Strategic Volatility

      The Business

      High.

      Major strategic change/direction could occur at any time, e.g. legislative change, market opportunity, hostile takeover, acquisition opportunity.

      The world is a fast moving environment. Businesses that don't react and react quickly tend to suffer at the hands of those that do.

      Therefore The Business wants to be agile and definitely does not want to be tied into a fixed plan/strategy.

      The Business likes things to be fluid and flexible.

      IT

      Low.

      IT Strategy doesn't really change much from year to year. Technology changes very fast but the IT Strategy tends to be reasonably stable.

      The focus tends to be the same and tends to be focussed on cost reduction and service availability.

      Strategic change can have a massive and detrimental effect on IT and The Business and there any large strategic changes tend to be avoided.

      IT likes things well defined and locked down and prescriptive.

Strategic Focus

      The Business

      Business Verticals - Banking, Manufacturing...

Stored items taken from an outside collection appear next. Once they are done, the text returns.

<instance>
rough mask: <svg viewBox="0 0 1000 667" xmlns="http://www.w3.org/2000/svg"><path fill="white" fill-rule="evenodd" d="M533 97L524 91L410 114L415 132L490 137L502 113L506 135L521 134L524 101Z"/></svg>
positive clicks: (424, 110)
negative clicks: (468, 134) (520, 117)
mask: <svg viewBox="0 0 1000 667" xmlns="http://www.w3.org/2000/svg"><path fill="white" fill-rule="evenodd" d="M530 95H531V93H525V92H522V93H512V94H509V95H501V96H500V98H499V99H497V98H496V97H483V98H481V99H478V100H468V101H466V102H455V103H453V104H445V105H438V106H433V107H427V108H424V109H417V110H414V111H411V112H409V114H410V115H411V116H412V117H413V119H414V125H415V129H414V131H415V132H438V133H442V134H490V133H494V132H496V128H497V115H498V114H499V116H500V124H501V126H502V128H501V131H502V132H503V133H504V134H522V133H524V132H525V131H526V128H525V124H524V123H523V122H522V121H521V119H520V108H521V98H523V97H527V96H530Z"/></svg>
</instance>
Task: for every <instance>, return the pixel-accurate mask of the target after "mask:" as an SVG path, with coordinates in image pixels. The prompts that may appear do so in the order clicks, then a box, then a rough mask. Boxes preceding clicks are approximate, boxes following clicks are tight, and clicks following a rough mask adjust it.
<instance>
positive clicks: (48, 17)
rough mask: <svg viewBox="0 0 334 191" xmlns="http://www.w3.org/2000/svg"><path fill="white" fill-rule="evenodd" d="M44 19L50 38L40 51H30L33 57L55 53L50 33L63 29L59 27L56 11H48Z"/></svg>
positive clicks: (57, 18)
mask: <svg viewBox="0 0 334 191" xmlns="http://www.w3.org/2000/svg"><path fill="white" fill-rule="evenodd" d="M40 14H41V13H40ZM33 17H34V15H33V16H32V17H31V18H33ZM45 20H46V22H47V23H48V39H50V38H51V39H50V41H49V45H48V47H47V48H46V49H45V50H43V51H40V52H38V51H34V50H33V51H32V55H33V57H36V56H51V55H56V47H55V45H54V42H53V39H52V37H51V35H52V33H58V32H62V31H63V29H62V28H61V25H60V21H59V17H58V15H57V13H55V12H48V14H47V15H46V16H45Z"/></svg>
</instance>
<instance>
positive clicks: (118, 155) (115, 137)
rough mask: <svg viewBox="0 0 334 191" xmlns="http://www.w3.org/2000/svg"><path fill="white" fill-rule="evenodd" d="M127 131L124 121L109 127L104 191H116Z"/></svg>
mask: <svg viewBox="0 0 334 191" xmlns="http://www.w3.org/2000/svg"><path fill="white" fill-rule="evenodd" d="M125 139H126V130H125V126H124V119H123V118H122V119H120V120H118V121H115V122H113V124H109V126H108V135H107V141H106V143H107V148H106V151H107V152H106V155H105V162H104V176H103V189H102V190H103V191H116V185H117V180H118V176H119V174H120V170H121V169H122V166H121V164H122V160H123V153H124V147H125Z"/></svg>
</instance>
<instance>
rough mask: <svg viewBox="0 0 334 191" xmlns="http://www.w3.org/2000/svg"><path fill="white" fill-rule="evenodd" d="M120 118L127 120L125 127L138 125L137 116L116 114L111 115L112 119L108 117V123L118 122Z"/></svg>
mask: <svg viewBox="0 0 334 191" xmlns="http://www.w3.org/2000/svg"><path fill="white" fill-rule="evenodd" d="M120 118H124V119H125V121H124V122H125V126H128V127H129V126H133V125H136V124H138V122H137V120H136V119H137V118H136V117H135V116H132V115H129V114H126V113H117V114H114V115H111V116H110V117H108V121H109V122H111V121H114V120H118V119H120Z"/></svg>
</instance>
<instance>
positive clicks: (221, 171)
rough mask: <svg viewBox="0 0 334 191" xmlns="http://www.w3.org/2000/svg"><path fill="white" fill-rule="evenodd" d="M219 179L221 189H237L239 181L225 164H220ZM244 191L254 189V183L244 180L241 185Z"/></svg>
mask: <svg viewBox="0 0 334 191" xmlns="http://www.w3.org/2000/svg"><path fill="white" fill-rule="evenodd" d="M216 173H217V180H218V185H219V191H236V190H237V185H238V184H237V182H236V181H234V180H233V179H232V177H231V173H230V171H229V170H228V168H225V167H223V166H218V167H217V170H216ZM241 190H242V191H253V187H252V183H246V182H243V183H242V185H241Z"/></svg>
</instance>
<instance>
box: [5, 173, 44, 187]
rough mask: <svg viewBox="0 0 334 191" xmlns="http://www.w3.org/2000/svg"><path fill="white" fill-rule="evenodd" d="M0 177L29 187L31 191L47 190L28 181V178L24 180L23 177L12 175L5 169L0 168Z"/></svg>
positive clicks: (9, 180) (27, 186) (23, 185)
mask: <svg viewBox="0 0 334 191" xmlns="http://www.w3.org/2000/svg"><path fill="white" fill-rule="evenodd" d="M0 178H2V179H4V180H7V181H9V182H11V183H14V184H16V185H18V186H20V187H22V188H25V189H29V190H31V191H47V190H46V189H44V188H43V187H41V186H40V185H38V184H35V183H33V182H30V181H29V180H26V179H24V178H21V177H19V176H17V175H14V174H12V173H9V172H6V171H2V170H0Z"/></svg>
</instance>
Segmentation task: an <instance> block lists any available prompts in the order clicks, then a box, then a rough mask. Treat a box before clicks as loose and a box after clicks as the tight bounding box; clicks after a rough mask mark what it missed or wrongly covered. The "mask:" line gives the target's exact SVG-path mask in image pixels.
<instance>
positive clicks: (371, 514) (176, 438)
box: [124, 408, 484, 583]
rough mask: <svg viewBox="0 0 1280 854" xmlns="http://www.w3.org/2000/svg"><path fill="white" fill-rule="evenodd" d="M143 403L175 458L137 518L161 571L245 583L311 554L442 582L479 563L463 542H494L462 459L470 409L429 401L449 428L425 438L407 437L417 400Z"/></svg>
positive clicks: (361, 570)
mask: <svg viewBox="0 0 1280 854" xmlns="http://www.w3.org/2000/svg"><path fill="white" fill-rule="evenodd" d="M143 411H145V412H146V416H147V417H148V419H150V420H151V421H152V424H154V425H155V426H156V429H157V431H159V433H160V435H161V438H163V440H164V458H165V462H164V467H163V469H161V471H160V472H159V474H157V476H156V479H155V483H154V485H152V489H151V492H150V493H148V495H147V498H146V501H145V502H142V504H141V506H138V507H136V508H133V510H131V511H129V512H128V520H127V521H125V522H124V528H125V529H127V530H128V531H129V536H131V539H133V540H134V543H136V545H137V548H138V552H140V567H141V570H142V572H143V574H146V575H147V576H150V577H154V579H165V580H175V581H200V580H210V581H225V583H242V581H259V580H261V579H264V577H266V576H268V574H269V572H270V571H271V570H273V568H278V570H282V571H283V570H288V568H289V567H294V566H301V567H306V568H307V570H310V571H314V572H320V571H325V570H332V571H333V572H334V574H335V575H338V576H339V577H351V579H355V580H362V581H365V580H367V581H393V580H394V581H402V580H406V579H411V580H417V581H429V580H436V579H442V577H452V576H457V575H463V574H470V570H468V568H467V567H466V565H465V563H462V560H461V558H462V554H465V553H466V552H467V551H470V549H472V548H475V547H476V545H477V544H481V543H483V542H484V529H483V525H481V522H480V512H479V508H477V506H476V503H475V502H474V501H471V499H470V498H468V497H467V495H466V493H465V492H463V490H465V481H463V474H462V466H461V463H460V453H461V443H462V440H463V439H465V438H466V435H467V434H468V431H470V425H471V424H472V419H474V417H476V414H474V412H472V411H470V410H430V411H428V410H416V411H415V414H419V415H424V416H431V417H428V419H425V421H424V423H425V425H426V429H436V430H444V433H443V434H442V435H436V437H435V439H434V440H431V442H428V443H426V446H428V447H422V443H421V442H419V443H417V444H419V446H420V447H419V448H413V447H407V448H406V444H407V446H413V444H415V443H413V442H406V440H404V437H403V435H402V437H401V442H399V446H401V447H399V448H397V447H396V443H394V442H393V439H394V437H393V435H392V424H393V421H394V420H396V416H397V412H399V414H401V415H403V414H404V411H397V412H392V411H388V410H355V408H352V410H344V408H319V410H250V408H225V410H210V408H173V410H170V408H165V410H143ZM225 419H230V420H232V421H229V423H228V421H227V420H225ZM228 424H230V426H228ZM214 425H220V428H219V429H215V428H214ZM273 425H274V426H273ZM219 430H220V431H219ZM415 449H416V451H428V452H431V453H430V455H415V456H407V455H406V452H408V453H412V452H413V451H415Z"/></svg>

      Increase Revenue- Sell more, acquisitions...

      Decrease Costs - Use less, outsource, common services

      IT

      IT Service Management - Availability, DR...

      IT Project Management - On Time, to Budget...

      IT Cost Reduction - Rationalisation, Outsourcing...

      IT Planning - Architecture, Roadmaps, Governance...

Maturity

      The Business

      Generally speaking other SBUs and the functions they perform have existed for hundreds of years and have generally not changed much.

      The services they provide to PBUs and the SBU's are generally identical.

      IT

      IT is a new kid on the block and as such is not as mature and standardised as the other SBUs.

      The services IT provides to other SBUs have not changed much in function but have changed radically in how they are provided and implemented.

      The services IT provides to PBUs have changed radically over generally short timeframes and have also changed in how they are provided and implemented.

Tactical Volatility

      The Business

      Low or High - Small number of changes with potentially massive impact.

      The Business may make tactical decisions at any time - these tactical decisions at The Business level (although 'simple') could have (or more likely are constrained by) massive changes required to effect the changes required, especially in IT.

      IT

      High

      Large number of changes to respond to every little change in the Enterprise.

      Emphasis on reducing this - key to stopping this is to decouple.

Reuse

      The Business

      Very low.

      At a high level

      The only common/ reused services are Locations, HR, Finance, Procurement and IT, etc, etc.

      IT

      Very High.

      At a low level.

      Servers, databases, applications, data, components, racks, networks, workstations, builds, etc, etc.

Control Mechanisms

      The Business

      The Business tries to control IT by limiting time, money, resources, the scope of projects or any combination thereof.

      IT

      IT tries to control The Business by forcing it to be more and more prescriptive with the documentation of its strategies and project requirements.

      IT also tries to control The Business by forcing projects to comply with a set of prescriptive IT principles, IT policies and IT standards.

Control Mechanism Effects

      The Business

      The Business views IT as very inflexible and thinks IT is more interested in technology that The Business it is meant to support.

      IT

      IT views The Business as meddling in their affairs and forcing them to do sub-standard work which The Business then blames IT for.

      Projects over run timescales and budgets and do not provide the services The Business requires.

Control Mechanism Defence Tactics

      The Business

      The Business knows that IT will always want more money and time and therefore restricts time and money as a defence tactic.

      IT

      IT knows that The Business will always restrict time and money and therefore inflates project estimates to "counter the cuts".

 

How does The Business and IT compare in your Enterprise?

Does that create any tensions or problems or issues?

What do you need to do to solve them?